At this, the two seers woke from their trances. The other inhabitants of the common-room, who had been politely attentive while the prophesying had been going on, burst into exited whispers, trying to figure out just what the prophecies might mean.
"What did you think?" asked Ron, once he was finished.
"Not bad. Although you certainly used the word 'prophecy' and relatd forms a lot," said Hermione.
"True, but that's what fanfiction writers do. If they find a word they like, they stick to it to the end," said Ron.
"Too true," agreed Hermione.
With that, Hermione got up and offered the seat to Ginny so she could write the ending author's note.

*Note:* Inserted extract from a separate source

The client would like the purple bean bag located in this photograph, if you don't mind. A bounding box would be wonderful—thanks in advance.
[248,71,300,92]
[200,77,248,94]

A/N: Right then. So, almost certainly next chapter will include a DADA class. I can also exclusively reveal that it will include appearances from: The number 76, another button, several trout, and possibly a grapefruit if you all behave yourselves well. The chocolate seemed to go over well last time, so we'll give chocolate frogs to anyone who reviews this chatper.
A/N from Gryffindor777: All right, admittedly this chapter is shorter than... certain other chapters. But, once again, I'm about to lose concentration as I also updated my sixth year fic tonight, and keeping the chapter this length is the only way it's going to get uploaded tonight. Oh, by the way, I'm very excited by the fact that the hit counters are now free-services, 'cause I've always wondered how many people are actually reading my stuff, but I never could convince myself to actually pay to find out. So, yay to fanfiction dot net!